FRONTIER: FAPi Radioligand OpeN-label, phase 1 study to evaluate safety, Tolerability and dosImetry of [Lu-177]-PNT6555; a dose Escalation study for tReatment of patients with select solid tumors

Introduction: Fibroblast activation protein (FAP), a transmembrane glycoprotein, is a compelling antitumor target present in >90% of epithelial tumors. FAP is expressed within the tumor microenvironment by cancer-associated fibroblasts (CAFs), and by certain cancer cells. PNT6555 is a FAP-targeting compound consisting of a DOTA chelator and a FAP-targeting moiety (Bz-D-Ala-boroPro) connected via an aminomethyl linker. Gallium-68 and lutetium-177 chelates of PNT6555 demonstrated compelling imaging and therapeutic properties in preclinical models.

Methods: FRONTIER (NCT05432193) is a phase I study of PNT6555 in FAP over-expressing pancreatic ductal adenocarcinoma (PDAC), esophageal cancer, colorectal cancer (CRC), melanoma skin cancer, cholangiocarcinoma (CCA), head and neck squamous cell carcinoma, and soft tissue sarcoma (STS). Participants had malignancies that were refractory to prior treatment with alternative therapeutic options being either unavailable, contraindicated, or refused by the patient; had adequate organ function; and were FAP-positive on [Ga-68]-PNT6555 PET/CT scan, defined as ≥50% of lesions with an SUV_max of ≥1.5x the liver SUV_mean.

For imaging, [Ga-68]-PNT6555 was dosed at 120 - 220 MBq, with PET/CT initiated 90 (±30) min later. FAP-positive participants were eligible to receive [Lu-177]-PNT6555 once every 6 weeks for up to 6 cycles. Three [Lu-177]-PNT6555 dose levels were evaluated: 4, 8, and 12 GBq ±10%. The starting dose was 4 GBq ±10% and dose escalation was guided by a modified toxicity probability interval-2 (mTPI-2) design with a targeted toxicity rate of 30%. The dose-limiting toxicity (DLT) evaluation period was 6 weeks following the first treatment.

For dosimetry, whole body quantitative SPECT/CT images were collected at 4 (±2), 24 (±5), and 96 (±5) hours post cycle 1; absorbed doses were estimated in up to five measurable lesions per participant; and cumulative absorbed doses were extrapolated from cycle 1 absorbed doses.

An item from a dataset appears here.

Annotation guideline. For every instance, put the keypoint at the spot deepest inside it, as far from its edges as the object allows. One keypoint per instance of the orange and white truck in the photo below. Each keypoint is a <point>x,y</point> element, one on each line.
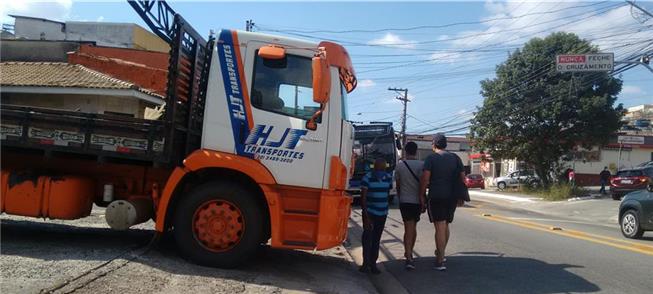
<point>253,147</point>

Results: Twenty participants received [Ga-68]-PNT6555 and 18 meet study criteria for FAP-positivity. Ten met all eligibility criteria and received at least one cycle of [Lu-177]-PNT6555, including two with STS, three with CRC, three with PDAC, and one each with CCA and esophageal cancer. Of these ten, two received two cycles, two received three cycles, and no participants received four or more cycles. Four participants received 4 GBq/cycle, three received 8 GBq/cycle, and three received 12 GBq/cycle. Reasons for treatment discontinuation included disease progression (n=6), death (n=2), and withdrawal of consent (n=2).

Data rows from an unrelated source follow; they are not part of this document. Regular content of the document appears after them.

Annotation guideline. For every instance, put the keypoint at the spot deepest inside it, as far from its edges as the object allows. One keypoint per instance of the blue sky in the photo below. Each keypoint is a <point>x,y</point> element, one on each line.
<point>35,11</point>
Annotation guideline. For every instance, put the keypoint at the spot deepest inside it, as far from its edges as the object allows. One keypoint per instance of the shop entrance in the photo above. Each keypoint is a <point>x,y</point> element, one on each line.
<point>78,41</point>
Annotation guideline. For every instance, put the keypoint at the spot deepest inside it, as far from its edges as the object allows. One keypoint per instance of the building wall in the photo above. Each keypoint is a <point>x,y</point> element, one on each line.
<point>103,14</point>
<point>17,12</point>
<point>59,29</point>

Cumulative absorbed doses for normal organs after 4 cycles at the highest dose level (12 GBq/cycle) were 6.72, 0.23, 1.04, 0.68, and 0.81 Gy for the kidneys, bone marrow, spleen, heart, and liver, respectively. The mean (range) specific absorbed tumor dose was 0.16 (0.02-0.45) Gy/GBq.

[Lu-177]-PNT6555 was well tolerated at all dose levels evaluated. There were no DLTs and no grade ≥3, or serious, treatment-related adverse events.

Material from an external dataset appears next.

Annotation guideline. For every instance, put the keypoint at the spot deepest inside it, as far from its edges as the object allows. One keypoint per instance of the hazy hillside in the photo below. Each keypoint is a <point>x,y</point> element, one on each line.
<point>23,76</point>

Conclusions: Normal organ dosimetry and the safety profile from FRONTIER clearly demonstrate the potential of FAP-targeted radioligand therapy as a precision treatment modality capable of minimal off-target effects. However, the low absorbed tumor doses observed suggest tumor retention time was limited, in sharp contrast to the observations in preclinical models. Improved preclinical approaches may be needed to successfully translate this promising treatment modality to the clinic.